Rehabilitation of this water point is critical as it is currently the only functional water point, and a safe water supply must be restored to this community. It is always overcrowded throughout the day since it serves a large number of people. Due to the old, rusted pipes and rods, sometimes in the morning, the water comes out with brownish iron particles, which are not good for people's health. There are frequent breakdowns, and people spend a lot of money on the repairs, making it challenging financially to have it repaired on time. Children and adults suffer from diarrhea, scabies, and other skin diseases due to using the dirty water from the open sources whenever this borehole breaks down.
"I always begin my day with garden work before I begin the search for water since it's far away from my home. One of the boreholes which would help us is currently not functional; therefore, I have to walk a longer distance to collect water or opt for the open-source. I am always forced to leave my garden work early in order to collect water, and this has always compromised my output," said Akamumpa Annet, a mother and farmer.
Here’s what we’re going to do about it:
We are going to restore water to the broken-down borehole. Since this water point is located at the center of the village and easily accessible by the majority of people, unlike the springs which are located at the far ends of the village, when this borehole is restored to its original status it will provide the community with easy access to clean and safe water. We will remove the old pump, clear out the well, reinstall a new stainless steel pump, and build a new well pad to protect the water.
Training’s main objectives are the use of latrines and observing proper hygiene practices since these goals are inherently connected to the provision of clean water. Open defecation, water storage in unclean containers, and the absence of handwashing are all possible contaminants of a household water supply. Each participating village must achieve Open Defecation Free status (defined by 1 latrine per household) before the pump installation for a shallow hand-dug well.
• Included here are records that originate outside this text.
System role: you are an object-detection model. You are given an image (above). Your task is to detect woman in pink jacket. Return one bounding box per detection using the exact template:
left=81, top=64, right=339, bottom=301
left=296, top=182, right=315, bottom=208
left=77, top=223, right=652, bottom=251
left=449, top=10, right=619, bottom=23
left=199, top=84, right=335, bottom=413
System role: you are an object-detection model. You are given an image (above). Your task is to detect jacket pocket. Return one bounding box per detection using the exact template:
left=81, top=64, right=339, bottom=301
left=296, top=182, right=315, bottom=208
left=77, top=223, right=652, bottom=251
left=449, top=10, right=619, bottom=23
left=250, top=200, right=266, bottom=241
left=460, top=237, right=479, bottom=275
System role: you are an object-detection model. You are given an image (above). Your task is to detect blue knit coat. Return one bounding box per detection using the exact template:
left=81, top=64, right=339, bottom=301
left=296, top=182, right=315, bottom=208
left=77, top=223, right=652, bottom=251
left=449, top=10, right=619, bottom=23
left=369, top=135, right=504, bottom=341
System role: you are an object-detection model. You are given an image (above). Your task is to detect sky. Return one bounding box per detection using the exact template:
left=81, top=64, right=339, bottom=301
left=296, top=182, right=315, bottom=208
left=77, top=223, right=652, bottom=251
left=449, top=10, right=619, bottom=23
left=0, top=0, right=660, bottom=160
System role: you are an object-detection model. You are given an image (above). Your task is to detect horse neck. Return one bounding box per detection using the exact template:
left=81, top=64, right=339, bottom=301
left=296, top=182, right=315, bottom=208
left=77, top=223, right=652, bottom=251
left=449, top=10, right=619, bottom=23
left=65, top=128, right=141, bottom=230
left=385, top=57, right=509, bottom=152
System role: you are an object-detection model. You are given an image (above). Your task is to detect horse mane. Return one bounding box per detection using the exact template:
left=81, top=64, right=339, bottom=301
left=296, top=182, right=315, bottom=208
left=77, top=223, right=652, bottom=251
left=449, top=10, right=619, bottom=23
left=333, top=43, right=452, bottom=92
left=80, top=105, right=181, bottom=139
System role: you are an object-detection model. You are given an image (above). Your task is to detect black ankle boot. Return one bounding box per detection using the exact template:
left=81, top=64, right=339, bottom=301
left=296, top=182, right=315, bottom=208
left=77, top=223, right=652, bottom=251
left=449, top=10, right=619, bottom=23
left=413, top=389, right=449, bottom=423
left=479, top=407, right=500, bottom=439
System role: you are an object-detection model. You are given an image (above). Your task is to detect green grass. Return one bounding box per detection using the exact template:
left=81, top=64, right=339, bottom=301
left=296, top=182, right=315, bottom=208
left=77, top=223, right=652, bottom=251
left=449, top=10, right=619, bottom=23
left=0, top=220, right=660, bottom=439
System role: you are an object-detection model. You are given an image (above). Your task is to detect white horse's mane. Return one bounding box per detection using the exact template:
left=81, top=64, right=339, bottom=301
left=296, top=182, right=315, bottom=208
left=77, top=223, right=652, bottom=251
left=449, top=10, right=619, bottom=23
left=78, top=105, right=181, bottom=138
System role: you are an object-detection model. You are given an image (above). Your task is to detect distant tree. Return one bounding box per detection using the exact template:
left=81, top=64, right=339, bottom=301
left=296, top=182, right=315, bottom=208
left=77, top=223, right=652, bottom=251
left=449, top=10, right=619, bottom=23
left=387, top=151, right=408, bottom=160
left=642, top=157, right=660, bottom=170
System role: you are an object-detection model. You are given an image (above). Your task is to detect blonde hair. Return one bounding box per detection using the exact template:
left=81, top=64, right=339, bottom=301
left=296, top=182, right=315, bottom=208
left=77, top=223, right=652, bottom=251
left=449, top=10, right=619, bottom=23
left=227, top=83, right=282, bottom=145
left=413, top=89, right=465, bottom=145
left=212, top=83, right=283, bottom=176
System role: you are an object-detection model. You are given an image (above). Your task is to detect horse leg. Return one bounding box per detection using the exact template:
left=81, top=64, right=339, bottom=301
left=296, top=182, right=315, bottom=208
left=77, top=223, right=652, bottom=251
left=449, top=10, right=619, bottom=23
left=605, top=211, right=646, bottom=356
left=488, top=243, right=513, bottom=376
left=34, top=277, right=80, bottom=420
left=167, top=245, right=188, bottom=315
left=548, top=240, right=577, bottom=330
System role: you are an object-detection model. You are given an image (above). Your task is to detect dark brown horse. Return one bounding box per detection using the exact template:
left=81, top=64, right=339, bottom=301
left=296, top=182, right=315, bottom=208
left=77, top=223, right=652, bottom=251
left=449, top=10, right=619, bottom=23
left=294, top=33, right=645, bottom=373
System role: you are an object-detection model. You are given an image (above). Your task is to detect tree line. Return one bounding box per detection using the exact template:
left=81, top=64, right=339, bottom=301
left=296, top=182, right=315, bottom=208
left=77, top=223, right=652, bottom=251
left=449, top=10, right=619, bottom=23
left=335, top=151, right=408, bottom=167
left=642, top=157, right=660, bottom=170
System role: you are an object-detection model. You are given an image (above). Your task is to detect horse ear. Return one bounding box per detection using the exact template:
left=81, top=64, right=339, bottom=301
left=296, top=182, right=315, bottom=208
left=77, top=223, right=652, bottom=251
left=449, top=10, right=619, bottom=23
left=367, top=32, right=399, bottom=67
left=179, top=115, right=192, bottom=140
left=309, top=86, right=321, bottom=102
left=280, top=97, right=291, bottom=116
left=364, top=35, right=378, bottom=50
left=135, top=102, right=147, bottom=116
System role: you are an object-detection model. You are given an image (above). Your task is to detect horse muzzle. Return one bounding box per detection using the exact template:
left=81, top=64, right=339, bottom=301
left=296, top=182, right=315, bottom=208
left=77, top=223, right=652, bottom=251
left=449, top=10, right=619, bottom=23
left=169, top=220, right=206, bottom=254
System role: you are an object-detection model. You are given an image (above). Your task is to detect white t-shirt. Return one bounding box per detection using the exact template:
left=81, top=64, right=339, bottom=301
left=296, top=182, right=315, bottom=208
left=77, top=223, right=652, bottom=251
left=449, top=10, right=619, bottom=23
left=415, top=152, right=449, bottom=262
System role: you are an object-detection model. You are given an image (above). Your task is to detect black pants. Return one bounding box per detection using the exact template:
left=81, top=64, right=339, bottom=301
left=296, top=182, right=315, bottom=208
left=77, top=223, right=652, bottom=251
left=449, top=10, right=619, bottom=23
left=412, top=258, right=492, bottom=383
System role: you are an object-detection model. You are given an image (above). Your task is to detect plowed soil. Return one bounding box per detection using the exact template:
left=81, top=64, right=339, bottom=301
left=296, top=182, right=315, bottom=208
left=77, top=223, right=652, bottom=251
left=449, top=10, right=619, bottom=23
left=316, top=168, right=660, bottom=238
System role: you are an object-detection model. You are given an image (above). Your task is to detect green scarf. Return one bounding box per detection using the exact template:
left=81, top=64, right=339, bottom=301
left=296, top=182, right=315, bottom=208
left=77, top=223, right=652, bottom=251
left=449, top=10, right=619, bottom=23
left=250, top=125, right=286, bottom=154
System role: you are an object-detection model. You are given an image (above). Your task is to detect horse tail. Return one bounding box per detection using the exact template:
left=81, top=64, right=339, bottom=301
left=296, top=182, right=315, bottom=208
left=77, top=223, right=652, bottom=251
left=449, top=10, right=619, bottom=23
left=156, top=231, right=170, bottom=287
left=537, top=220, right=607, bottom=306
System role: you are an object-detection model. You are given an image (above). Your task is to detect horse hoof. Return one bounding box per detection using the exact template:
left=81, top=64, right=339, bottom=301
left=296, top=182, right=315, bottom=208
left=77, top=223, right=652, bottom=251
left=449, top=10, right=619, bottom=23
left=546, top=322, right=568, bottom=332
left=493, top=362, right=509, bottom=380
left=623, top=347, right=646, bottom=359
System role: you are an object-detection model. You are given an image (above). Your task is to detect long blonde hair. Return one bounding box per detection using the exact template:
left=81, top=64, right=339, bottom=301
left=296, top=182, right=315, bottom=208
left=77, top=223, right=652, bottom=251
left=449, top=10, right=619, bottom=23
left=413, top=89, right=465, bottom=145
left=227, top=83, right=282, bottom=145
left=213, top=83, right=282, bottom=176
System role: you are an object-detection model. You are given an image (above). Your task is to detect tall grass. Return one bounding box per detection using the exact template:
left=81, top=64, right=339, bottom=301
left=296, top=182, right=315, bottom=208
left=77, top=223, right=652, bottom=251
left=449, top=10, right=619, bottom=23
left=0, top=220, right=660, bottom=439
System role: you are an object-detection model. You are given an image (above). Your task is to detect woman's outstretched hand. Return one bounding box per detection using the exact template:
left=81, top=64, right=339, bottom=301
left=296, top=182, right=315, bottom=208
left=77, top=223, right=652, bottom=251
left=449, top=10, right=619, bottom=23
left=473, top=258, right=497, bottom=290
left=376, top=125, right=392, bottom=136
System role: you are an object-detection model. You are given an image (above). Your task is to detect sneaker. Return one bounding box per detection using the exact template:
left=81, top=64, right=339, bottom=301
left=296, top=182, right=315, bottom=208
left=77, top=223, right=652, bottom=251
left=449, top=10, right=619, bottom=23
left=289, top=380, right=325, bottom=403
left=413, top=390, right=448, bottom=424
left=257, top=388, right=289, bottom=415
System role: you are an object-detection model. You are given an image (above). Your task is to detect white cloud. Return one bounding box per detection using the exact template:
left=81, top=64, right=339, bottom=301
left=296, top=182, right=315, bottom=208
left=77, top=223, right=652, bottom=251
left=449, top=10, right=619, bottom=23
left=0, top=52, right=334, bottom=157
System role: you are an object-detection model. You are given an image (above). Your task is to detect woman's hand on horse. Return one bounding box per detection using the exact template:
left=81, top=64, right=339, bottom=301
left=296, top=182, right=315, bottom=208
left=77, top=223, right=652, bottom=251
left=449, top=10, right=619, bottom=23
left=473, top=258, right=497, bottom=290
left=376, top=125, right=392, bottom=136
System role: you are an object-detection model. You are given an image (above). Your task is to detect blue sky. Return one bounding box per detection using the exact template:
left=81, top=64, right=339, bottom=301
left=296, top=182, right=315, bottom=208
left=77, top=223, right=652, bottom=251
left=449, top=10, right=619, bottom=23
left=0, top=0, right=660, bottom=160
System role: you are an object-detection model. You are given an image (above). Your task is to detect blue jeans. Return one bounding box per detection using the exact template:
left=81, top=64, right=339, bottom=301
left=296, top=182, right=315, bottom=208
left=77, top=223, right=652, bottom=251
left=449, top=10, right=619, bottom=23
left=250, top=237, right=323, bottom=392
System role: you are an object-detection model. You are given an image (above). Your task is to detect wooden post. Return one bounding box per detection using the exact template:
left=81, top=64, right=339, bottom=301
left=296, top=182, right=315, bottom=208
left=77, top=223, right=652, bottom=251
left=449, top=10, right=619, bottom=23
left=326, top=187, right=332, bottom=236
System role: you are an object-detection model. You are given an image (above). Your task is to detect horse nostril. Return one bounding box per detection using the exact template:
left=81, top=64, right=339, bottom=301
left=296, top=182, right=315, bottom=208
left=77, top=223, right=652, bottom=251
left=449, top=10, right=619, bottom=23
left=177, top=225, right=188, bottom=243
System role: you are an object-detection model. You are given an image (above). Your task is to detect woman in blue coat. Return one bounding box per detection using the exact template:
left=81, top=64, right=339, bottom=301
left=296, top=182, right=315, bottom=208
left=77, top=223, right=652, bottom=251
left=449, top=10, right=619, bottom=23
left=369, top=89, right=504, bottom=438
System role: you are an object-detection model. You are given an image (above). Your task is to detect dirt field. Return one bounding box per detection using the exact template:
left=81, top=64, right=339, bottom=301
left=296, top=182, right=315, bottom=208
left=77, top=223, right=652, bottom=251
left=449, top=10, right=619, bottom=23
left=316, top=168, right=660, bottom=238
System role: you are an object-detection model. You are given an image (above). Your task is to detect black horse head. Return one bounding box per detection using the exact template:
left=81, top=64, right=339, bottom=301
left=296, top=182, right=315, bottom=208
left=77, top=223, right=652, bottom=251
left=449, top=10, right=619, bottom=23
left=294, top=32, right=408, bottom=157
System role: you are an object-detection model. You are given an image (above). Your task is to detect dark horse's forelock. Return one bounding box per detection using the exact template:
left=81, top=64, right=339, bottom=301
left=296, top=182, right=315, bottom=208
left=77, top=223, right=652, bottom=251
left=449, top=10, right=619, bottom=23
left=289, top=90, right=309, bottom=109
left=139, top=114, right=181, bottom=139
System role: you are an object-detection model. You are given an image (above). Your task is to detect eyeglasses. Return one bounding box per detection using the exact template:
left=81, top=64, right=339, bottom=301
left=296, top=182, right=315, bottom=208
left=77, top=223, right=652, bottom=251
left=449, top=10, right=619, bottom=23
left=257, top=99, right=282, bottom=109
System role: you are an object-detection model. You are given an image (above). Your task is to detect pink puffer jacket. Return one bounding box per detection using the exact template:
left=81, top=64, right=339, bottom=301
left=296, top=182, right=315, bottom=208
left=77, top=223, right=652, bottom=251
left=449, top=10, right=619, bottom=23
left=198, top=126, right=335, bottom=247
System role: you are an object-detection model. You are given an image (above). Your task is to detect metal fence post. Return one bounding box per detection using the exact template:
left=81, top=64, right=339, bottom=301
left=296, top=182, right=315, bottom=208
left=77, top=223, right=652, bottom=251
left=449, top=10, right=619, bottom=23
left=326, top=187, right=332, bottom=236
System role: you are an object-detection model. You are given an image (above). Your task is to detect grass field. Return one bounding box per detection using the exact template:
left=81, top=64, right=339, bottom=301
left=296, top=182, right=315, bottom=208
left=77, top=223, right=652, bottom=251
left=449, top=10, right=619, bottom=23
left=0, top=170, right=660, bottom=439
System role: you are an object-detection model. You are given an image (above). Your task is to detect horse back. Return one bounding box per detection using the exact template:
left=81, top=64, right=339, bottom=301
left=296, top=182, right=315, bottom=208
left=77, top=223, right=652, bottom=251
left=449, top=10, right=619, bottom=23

This social program includes the assignment of 1 Community Development Officer (CDO) to each village. The CDO encourages each household to build an ideal homestead that includes a latrine, handwashing facility, a separate structure for animals, rubbish pit, and drying rack for dishes.
We also implement the Community-Led Total Sanitation (CLTS) approach with each of our village partners. This aims to improve the sanitation and hygiene practices and behaviors of a village. During these sessions, village leaders naturally emerge and push the community to realize that the current practices of individual households – particularly the practice of open defecation – are not only unhealthy but affect the entire village. CLTS facilitates a process in which community members realize the negative consequences of their current water, sanitation, and hygiene behaviors and are inspired to take action. Group interactions are frequent motivators for individual households to build latrines, use the latrines, and demand that other households do the same.
The aim is that all households own an improved latrine. Many households do not use a latrine but use the bush. Due to open defecation, feces are spread all over the village. This leads to waterborne diseases and contamination of groundwater and surface water. Our aim is that the community is able to live a healthy life free of preventable diseases. We endeavor that at the end of our presence in the community, people will have both access to sustainable, clean water and access to sanitation. We have now organized families to form digging groups for latrine construction, and empowered them with tools they will need.